Naukowcy z amerykańskiego uniwersytetu Yale, przyglądając się napięciom w organizmie człowieka, zauważyli, że jego rytm jest związany z położeniem Księżyca wobec Ziemi. Badania wykazały, że zachowania i samopoczucie różnią się w poszczególnych fazach księżyca. Jest to szczególnie widoczne u osób umysłowo chorych. Stąd też w wielu językach słowa określające ludzi obłąkanych, chorych psychicznie pochodzą od słowa "luna" - czyli Księżyc.
Faktem jest, że podczas pełni więcej się dzieje.
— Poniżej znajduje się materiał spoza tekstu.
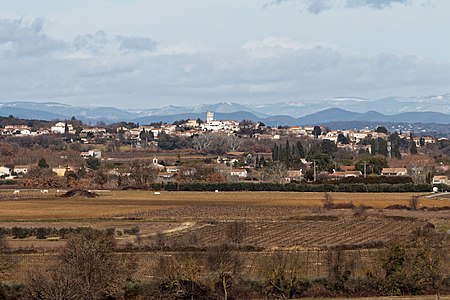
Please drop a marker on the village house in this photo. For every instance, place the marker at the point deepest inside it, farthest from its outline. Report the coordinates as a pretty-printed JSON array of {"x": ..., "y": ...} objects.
[
  {"x": 394, "y": 172},
  {"x": 60, "y": 128},
  {"x": 5, "y": 171},
  {"x": 191, "y": 124},
  {"x": 61, "y": 170},
  {"x": 17, "y": 130},
  {"x": 93, "y": 130},
  {"x": 172, "y": 169},
  {"x": 345, "y": 174},
  {"x": 157, "y": 165},
  {"x": 165, "y": 176},
  {"x": 441, "y": 180},
  {"x": 92, "y": 153},
  {"x": 292, "y": 175},
  {"x": 241, "y": 173},
  {"x": 21, "y": 169}
]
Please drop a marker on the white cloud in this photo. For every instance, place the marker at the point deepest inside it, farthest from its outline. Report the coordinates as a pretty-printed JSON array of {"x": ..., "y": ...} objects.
[
  {"x": 138, "y": 72},
  {"x": 318, "y": 6}
]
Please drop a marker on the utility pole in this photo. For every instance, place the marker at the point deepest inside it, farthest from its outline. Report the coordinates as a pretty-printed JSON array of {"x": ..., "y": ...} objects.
[{"x": 315, "y": 174}]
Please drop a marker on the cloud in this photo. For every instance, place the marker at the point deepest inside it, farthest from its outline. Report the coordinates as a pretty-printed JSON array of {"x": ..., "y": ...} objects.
[
  {"x": 26, "y": 40},
  {"x": 319, "y": 6},
  {"x": 137, "y": 44},
  {"x": 137, "y": 72}
]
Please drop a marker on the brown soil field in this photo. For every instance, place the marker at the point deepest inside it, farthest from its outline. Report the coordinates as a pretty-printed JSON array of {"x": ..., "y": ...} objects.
[{"x": 32, "y": 205}]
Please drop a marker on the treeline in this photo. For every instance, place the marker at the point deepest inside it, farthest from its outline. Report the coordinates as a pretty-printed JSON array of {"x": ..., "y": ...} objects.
[
  {"x": 290, "y": 187},
  {"x": 89, "y": 267}
]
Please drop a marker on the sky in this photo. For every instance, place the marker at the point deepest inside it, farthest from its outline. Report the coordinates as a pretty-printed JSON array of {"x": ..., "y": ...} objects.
[{"x": 154, "y": 53}]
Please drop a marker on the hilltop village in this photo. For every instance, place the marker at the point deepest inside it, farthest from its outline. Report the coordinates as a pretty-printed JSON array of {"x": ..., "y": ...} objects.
[{"x": 70, "y": 153}]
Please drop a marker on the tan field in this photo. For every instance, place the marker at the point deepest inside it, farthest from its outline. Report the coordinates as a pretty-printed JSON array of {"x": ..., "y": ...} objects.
[{"x": 31, "y": 205}]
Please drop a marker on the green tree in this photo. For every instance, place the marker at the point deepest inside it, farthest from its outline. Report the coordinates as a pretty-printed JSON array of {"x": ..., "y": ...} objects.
[
  {"x": 374, "y": 164},
  {"x": 275, "y": 153},
  {"x": 413, "y": 146},
  {"x": 93, "y": 163},
  {"x": 328, "y": 147},
  {"x": 317, "y": 131},
  {"x": 42, "y": 163},
  {"x": 300, "y": 151},
  {"x": 381, "y": 129}
]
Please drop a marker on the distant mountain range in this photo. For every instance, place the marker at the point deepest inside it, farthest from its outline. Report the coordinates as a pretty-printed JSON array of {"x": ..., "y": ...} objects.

Policja odnotowuje więcej przypadków przestępstw czy samobójstw. Statystyki pokazują, że do największej ilości wypadków dochodzi tuż przed pełnią i w jej trakcie. Za to tuż po nowiu jest ich znacznie mniej. Z pozytywnych aspektów podczas pełni odnotowuje się więcej narodzin. Na podstawie zapisków i pamiętników stwierdzono, że srebrna tarcza Księżyca była inspiracją dla wielu artystów i to właśnie podczas pełni powstało wiele wielkich dzieł.
Doktor Eugen Jonas, naukowiec i lekarz, opracował specjalną teorie opartą na fazach księżyca dzięki której pomógł wielu kobietom z problemami z zajściem w ciążę. Zgodnie z teorią Jonasa największe pożądanie seksualne i zdolność poczęcia dziecka występuje wtedy gdy dni płodne w cyklu miesiączkowym pokrywają się z fazą Księżyca. Eugen jest autorem całego cyklu kosmobiologicznego.
Już od starożytności ludzie wierzyli, że księżyc ma wpływ na nasze samopoczucie. Jednak jak to wierzenia, nie były w żaden sposób uargumentowane. Psycholodzy uważają, że zwiększona aktywność podczas pełni i problemy ze snem mogą działać na zasadzie "Samospełniającej się przepowiedni". Chodzi tutaj głównie o naszą podświadomość, która mogła sobie zakodować hasło "jest pełnia, dzisiaj nie zasnę".
A Wy możecie spać podczas pełni?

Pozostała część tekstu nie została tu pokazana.